Jake Heilbron: Well, right now, there is a lack of supply. There really hasn’t been refreshed inventory in staple products for some time. But also that is customer service product: warranty parts and frames. And so that has let some people down. That’s something that needs to be rectified pretty quickly. And that’s what we’re working on.

The one thing that we’re a little concerned about, and we haven’t kind of come to terms with, is all the bikes in the direct-to-consumer programme that were sent to consumers in boxes. And they were not reassembled. So we are concerned about people’s safety. And so we’re putting a programme together to make sure that everybody has a safe bike, regardless of where they bought it from.

But yeah, it’s the customer service aspect on the warranty side, but also the sales side. And then there’s all the product here that was never launched.
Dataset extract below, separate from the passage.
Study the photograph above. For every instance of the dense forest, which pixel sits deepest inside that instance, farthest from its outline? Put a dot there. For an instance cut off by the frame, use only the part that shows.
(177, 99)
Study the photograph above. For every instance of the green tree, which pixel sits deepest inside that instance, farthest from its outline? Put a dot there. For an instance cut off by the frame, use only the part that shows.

So we’re finally going to be able to get around to launching it; we want to hurry up and get those bikes out there. And again, that’s the supplier side. The factories that have all these parts – I feel bad that they’re kind of holding the bag, really. So we want to take care of them. We want to take care of our customers and take care of anybody that owns a Kona and needs help with it.

Wade Wallace: It’s a huge challenge in front of you. How does that feel? Have you ever been busier?

Jake Heilbron: Well, I was kind of slacking off. I didn’t really have a lot to do. I was taking care of international distributors. I was still on the trademark and industry reports. But you know, that became less and less needed over the last period. I like the people I work with. We’re going to just dig into it and get it done. That’s that Canadian thing right? Get ‘er done.